1. A road traffic information server configured to sequentially generate road traffic information based on probe information which includes time-series positions of a vehicle sequentially collected from the vehicle, comprising:

a first server arithmetic processing element configured to estimate a traffic congestion situation based on time-series positions of the vehicle determined from the probe information in a period from a time point at which a speed of the vehicle determined from the probe information falls below a first reference speed to a time point at which the speed of the vehicle exceeds a second reference speed, which is higher than the first reference speed; and

a second server arithmetic processing element configured to generate the road traffic information based on the traffic congestion situation estimated by the first server arithmetic processing element,

wherein the first server arithmetic processing element is configured to estimate the traffic congestion situation based on the time-series positions of the vehicle during the period from the time point at which the speed of the vehicle falls below the first reference speed to a time point at which the speed of the vehicle exceeds the second reference speed most recently on condition that a situation in which the speed of the vehicle exceeds the second reference speed continues for a specified distance or more or for a specified time or more, and to set the specified distance or the specified time longer as a number of times the speed of the vehicle exceeds the second reference speed from the time point at which the speed of the vehicle falls below the first reference speed, increases.

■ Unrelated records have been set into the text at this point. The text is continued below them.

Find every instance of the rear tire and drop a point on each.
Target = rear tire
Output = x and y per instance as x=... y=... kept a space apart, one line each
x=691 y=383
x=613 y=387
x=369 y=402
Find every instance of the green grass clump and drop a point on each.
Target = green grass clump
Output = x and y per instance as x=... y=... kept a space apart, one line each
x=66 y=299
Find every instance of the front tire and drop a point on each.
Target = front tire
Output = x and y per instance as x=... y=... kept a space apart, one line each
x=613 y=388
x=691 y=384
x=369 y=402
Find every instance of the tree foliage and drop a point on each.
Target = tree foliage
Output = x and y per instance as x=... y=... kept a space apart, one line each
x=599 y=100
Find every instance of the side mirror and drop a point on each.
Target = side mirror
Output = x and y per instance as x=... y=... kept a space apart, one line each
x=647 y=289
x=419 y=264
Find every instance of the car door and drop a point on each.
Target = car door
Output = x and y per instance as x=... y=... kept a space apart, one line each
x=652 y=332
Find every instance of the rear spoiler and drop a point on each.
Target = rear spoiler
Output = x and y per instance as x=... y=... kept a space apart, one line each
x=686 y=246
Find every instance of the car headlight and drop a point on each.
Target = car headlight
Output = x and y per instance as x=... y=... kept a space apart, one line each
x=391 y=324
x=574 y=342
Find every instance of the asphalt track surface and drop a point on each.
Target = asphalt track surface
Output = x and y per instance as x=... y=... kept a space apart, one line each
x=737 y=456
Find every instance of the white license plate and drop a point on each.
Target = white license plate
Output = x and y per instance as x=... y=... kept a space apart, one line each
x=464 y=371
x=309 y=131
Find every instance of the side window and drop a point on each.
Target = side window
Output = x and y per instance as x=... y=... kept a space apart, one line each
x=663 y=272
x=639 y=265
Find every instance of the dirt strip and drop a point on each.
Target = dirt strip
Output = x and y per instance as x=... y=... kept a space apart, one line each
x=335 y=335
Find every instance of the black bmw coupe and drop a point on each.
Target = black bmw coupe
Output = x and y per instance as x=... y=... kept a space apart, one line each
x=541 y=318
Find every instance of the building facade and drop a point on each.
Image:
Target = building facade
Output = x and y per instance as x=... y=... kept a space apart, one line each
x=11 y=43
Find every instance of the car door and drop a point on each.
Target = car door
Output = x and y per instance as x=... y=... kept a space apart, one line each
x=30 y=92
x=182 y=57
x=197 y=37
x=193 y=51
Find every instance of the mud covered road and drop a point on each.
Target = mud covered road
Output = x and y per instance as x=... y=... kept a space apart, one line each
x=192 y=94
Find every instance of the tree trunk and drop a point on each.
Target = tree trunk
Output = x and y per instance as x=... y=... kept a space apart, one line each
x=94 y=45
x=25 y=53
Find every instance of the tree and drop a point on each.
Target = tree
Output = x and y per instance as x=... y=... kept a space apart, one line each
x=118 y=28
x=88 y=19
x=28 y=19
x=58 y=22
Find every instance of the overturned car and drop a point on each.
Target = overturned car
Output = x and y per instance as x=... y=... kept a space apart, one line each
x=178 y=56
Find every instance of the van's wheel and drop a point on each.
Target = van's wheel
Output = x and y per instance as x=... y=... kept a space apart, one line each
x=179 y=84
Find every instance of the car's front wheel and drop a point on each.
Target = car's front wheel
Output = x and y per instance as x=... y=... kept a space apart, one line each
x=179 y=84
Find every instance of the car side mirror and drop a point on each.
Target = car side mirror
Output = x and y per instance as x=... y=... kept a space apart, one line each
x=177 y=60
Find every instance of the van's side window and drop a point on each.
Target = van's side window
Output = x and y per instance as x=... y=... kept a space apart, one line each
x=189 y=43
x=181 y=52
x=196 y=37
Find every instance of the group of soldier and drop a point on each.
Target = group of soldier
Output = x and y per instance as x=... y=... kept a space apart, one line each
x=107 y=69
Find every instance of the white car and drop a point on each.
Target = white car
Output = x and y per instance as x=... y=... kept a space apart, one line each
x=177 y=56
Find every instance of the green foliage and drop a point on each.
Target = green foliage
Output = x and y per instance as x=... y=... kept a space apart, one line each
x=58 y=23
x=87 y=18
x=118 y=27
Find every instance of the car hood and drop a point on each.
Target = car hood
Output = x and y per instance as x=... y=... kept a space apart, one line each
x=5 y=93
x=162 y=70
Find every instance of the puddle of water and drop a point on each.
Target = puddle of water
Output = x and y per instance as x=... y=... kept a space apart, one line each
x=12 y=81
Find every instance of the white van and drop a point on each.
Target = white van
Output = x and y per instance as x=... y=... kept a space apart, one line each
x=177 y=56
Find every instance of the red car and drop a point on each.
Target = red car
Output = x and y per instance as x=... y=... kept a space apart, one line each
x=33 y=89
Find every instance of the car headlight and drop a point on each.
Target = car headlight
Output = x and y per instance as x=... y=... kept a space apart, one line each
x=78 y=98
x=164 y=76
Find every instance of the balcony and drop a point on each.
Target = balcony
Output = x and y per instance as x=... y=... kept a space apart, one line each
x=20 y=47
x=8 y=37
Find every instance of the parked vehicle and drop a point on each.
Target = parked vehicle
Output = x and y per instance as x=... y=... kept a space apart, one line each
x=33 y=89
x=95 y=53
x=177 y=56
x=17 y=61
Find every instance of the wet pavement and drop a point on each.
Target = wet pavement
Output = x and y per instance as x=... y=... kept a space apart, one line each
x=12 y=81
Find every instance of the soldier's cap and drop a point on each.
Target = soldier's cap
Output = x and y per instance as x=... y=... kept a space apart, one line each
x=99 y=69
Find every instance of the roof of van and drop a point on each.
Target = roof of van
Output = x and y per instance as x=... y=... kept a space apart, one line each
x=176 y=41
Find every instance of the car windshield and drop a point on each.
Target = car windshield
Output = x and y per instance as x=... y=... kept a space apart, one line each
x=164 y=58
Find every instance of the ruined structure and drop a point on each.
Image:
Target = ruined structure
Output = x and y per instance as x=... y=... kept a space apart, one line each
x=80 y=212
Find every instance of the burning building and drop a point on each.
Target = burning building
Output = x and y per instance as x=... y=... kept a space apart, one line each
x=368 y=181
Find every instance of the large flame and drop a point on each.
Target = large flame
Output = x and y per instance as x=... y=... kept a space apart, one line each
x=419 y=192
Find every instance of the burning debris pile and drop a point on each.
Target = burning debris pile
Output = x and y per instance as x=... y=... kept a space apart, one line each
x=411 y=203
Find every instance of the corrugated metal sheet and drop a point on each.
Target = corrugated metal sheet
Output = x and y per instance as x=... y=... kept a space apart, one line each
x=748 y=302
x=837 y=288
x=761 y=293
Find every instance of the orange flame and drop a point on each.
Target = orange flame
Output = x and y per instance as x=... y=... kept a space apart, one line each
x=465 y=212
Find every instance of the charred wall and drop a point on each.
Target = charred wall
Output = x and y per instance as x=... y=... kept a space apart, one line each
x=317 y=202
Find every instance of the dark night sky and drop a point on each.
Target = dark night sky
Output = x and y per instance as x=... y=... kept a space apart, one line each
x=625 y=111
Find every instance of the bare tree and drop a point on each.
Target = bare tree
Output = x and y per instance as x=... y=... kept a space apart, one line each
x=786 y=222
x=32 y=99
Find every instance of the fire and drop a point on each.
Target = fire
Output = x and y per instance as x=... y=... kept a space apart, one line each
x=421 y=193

2. A road traffic information system comprising: a road traffic information server configured to sequentially generate road traffic information based on probe information which includes time-series positions of a vehicle sequentially collected from the vehicle; and a road traffic information client installed in the vehicle,

wherein the road traffic information server comprises:

a second server arithmetic processing element configured to generate the road traffic information based on the traffic congestion situation estimated by the first server arithmetic processing element, and

the road traffic information client comprises:

a first client arithmetic processing element configured to sequentially measure the position of the vehicle and transmit the probe information including the time-series measured positions of the vehicle to the road traffic information server; and

a second client arithmetic processing element configured to receive one or both of the traffic congestion situation and the road traffic information from the road traffic information server and to output one or both of the traffic congestion situation and the road traffic information in a form that is recognizable to an occupant of the vehicle,

wherein the first server arithmetic processing element is configured to estimate the traffic congestion situation based on the time-series positions of the vehicle during a period from the time point at which the speed of the vehicle falls below the first reference speed to a time point at which the speed of the vehicle exceeds the second reference speed most recently on condition that a situation in which the speed of the vehicle exceeds the second reference speed continues for a specified distance or more or for a specified time or more, and to set the specified distance or the specified time longer as a number of times the speed of the vehicle exceeds the second reference speed from the time point at which the speed of the vehicle falls below the first reference speed, increases.